Чаще скрещиваемость в популяции ограничивается другими формами изоляции. Одна из них – экологическая изоляция, при которой снижается вероятность встречи готовых к размножению особей. Таковы сезонные расы растений, рыб и многих беспозвоночных – здесь изоляция наблюдается не в пространстве, а во времени. Есть и еще более удивительные примеры сосуществования в одной и той же популяции форм, размножающихся одновременно, но не скрещивающихся. У дрозофилы, например, существует мутация «желтая». Желтый самец у обычных серых самок имеет крайне мало шансов на успех, так как вибрирует крылышками в более медленном темпе, что снижает его привлекательность. Если же у серого самца удалить крылья, он вообще теряет способность стимулировать самок к спариванию. Наоборот, самки дрозофил с удаленными усиками-антеннами теряют свою разборчивость и спариваются с самцами других видов. Таких случаев описано немало для самых разных животных.

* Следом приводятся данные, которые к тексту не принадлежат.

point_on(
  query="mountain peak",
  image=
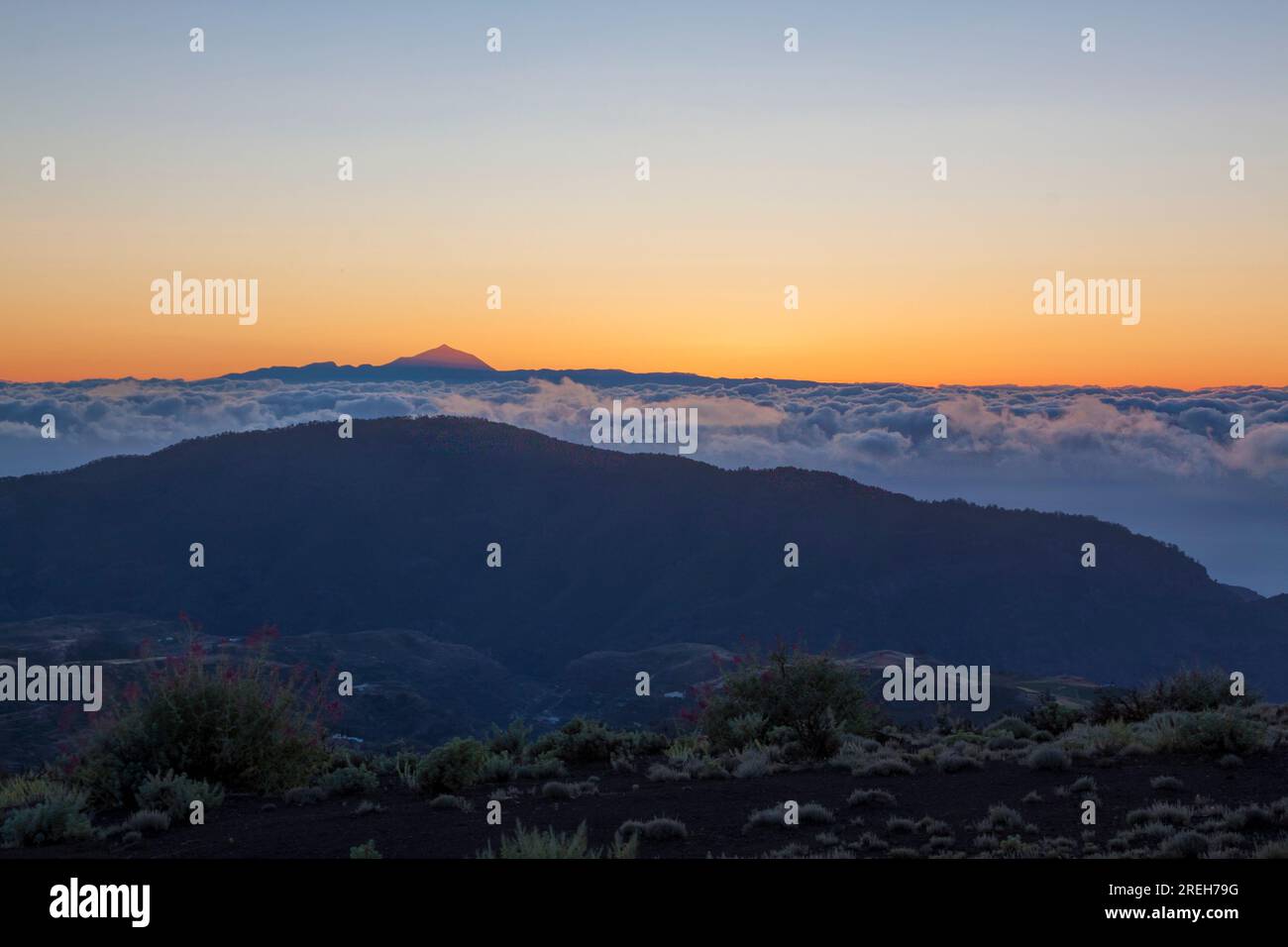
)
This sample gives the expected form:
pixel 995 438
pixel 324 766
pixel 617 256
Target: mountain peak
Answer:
pixel 443 357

Даже если спаривание (или опыление у растений) произошло, оплодотворения нередко не происходит. Это так называемая физиологическая изоляция. У многих растений пыльца просто не может прорастать на рыльцах пестиков одних особей, но прорастает у других. Наконец, последний тип – собственно генетическая изоляция. Оплодотворение в данном случае происходит, но гибриды первого поколения нежизнеспособны или же стерильны из-за нарушений мейоза.

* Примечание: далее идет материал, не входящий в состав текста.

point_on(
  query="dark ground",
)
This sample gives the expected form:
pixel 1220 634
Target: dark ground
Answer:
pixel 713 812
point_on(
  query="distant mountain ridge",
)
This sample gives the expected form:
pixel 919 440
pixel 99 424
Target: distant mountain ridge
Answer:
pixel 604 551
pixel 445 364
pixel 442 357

Большинство описанных выше форм изоляции преодолимо (например, искусственным осеменением). Генетическая же изоляция создает между формами уже непреодолимый барьер. Его, однако, не следует считать видовой границей, как это нередко делают. Многие виды не смешиваются с близкими видами только благодаря различиям в брачном поведении. Наоборот, сравнительно легко вывести форму, полностью генетически изолированную от исходной, но имеем ли мы право назвать ее новым видом? Полиплоидия у растений и хромосомные перестройки типа транслокаций у животных – самые верные способы генетической изоляции. Но, как мы уже говорили, изоляция – не само видообразование, а лишь служанка его. Услуги ее, однако, огромны. Скрещивание сглаживает различия внутри популяции, препятствует дивергенции прежде единого вида на внутривидовые группировки, которые в дальнейшем могли бы стать новыми видами. Напротив, изоляция закрепляет в небольших популяциях (субпопуляциях, или, как их порой называют, демах) различия. Без нее не было бы дивергенции – вся популяция если и изменялась бы, то целиком, один вид переходил бы в другой, не порождая новых. Это было бы видопревращение, а не видообразование.